Johnson v. Missouri Bd. of Prob. & Parole

Decision Date27 March 2012
Docket NumberNo. WD 74090.,WD 74090.
PartiesJoshua JOHNSON, et al., Appellant, v. MISSOURI BOARD OF PROBATION AND PAROLE, Respondent.
CourtMissouri Court of Appeals

OPINION TEXT STARTS HERE

Joshua Johnson, Appellant Pro Se, Farmington, MO, for appellant.

Andrew W. Hassell, Jefferson City, MO, for respondent.

Before Division Four: LISA WHITE HARDWICK, Chief Judge, Presiding, JAMES M. SMART and ALOK AHUJA, Judges.

LISA WHITE HARDWICK, Chief Judge.

Joshua Johnson appeals the circuit court's judgment denying his petition for a writ of prohibition. He contends he was entitled to a writ prohibiting the Board of Probation and Parole (“Board”) from applying the lifetime parole supervision provisions of Section 217.735 1 to him. Specifically, he argues the Board's interpretation of Section 217.735 is contrary to the legislature's intent and violates the constitutional prohibition against ex post facto laws. For reasons explained herein, we find no error and affirm the circuit court's judgment.

Factual and Procedural History

Johnson is presently an inmate in the Missouri Department of Corrections. In July 2008, he pled guilty to one count of sexual assault, Section 566.040, and one count of statutory sodomy in the first degree, Section 566.062, for acts he committed in March 2007. The court sentenced him to two concurrent five-year terms of imprisonment.

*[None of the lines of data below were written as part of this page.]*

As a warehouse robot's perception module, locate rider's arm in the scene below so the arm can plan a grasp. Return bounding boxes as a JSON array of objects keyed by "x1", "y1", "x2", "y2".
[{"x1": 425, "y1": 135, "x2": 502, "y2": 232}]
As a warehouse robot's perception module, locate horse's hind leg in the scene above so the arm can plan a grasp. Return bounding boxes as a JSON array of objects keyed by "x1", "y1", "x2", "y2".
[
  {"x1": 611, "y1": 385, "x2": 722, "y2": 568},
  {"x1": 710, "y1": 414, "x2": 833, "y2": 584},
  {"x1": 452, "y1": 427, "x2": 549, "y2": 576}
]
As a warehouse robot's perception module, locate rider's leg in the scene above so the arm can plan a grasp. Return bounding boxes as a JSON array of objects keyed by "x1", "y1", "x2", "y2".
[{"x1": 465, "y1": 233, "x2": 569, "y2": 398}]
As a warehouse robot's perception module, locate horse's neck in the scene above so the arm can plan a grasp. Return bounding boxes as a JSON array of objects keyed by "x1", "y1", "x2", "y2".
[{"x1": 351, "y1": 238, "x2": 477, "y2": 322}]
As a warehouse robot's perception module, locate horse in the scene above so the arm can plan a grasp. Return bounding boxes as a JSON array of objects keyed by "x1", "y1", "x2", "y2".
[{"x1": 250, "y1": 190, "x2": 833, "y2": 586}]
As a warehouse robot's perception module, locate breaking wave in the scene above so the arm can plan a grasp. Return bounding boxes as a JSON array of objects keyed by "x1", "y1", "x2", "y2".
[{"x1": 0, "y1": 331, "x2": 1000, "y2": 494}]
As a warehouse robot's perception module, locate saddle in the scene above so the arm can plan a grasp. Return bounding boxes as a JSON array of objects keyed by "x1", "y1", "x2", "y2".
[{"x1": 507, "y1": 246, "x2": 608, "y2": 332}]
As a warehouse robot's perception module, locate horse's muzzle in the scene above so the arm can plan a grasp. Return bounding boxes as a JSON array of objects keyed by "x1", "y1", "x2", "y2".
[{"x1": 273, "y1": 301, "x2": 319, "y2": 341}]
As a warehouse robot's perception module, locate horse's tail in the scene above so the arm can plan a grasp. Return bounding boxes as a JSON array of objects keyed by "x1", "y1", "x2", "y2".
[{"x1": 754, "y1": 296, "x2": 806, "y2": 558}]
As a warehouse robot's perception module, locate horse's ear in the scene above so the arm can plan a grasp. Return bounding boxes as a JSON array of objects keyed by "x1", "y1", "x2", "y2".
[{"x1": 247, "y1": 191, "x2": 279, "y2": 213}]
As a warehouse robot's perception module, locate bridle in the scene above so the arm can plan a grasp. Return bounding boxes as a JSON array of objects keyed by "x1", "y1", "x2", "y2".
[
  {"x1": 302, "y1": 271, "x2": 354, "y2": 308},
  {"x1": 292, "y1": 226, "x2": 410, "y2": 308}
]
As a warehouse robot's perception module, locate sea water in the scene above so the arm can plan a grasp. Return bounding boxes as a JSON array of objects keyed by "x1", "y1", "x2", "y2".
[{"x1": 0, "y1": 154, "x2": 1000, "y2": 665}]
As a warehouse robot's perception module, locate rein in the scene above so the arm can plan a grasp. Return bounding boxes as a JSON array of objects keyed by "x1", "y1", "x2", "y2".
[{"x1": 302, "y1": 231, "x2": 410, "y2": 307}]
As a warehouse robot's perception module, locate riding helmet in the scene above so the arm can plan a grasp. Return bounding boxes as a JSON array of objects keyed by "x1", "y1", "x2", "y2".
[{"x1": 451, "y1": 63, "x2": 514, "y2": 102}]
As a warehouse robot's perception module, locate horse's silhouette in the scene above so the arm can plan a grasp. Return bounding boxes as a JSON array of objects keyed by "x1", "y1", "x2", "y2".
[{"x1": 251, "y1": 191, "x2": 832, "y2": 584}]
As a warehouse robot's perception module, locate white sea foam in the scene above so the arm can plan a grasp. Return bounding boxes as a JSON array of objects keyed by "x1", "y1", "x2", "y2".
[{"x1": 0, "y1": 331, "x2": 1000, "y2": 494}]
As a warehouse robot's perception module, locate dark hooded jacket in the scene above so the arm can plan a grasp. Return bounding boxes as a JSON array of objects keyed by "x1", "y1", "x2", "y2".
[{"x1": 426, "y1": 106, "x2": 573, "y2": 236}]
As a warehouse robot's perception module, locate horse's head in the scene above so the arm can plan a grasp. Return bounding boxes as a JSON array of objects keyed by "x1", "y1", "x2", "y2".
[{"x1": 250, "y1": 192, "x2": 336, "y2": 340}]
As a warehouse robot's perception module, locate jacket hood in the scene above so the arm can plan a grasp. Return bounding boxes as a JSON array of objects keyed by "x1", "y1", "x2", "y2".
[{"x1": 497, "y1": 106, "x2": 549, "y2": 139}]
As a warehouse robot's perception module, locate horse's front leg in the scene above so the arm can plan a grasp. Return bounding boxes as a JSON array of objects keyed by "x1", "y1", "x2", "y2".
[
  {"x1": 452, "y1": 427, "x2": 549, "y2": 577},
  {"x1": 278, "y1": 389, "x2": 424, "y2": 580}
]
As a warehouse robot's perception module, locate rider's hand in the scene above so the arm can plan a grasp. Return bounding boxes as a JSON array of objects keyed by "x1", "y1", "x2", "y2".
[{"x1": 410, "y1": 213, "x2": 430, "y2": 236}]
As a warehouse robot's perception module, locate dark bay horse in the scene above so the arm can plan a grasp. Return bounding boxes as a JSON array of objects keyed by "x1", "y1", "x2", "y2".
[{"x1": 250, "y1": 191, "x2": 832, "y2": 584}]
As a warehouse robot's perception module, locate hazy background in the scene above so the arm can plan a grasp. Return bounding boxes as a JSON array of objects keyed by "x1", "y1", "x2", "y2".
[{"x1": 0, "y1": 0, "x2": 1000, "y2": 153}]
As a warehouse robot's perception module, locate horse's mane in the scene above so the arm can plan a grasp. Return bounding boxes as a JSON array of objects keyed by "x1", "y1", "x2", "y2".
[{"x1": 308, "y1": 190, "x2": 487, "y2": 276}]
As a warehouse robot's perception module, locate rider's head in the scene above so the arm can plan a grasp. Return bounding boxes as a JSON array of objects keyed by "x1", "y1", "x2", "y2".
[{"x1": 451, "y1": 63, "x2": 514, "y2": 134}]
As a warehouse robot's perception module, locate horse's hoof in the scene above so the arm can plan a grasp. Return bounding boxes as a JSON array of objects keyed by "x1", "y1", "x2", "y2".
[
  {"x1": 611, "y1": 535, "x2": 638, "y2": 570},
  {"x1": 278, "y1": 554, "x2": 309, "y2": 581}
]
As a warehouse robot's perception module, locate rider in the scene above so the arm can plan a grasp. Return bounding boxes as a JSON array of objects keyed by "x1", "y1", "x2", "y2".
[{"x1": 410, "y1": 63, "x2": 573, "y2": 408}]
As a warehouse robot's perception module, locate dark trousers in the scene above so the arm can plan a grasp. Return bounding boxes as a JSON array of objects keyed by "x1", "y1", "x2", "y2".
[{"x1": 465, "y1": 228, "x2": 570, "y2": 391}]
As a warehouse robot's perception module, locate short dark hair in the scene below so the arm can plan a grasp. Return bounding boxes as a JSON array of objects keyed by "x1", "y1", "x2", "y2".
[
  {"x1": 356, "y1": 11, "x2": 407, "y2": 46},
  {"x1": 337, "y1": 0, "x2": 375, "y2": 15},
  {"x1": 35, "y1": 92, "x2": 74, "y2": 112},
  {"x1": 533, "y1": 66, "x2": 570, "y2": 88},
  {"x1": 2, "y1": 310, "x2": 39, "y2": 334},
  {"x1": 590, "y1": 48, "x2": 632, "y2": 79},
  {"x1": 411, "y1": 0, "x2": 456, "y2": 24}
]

In September 2010, Johnson received a letter from the Board advising him it was modifying the way it applied the statutory lifetime parole supervision requirements for certain sex offenders. The Board explained that, pursuant to the current version of Section 217.735, which went into effect on June 5, 2006, lifetime parole supervision is required when an offender has been found guilty or pled guilty to rape under Section 566.030, statutory rape in the first degree under Section 566.032, forcible sodomy under Section 566.060, or statutory sodomy in the first degree under Section 566.062; and the finding or plea of guilty is based upon an act committed on or after August 28, 2006. The Board informed Johnson that he met these requirements and would now be subject to lifetime parole supervision, which includes global positioning system (“GPS”) electronic monitoring.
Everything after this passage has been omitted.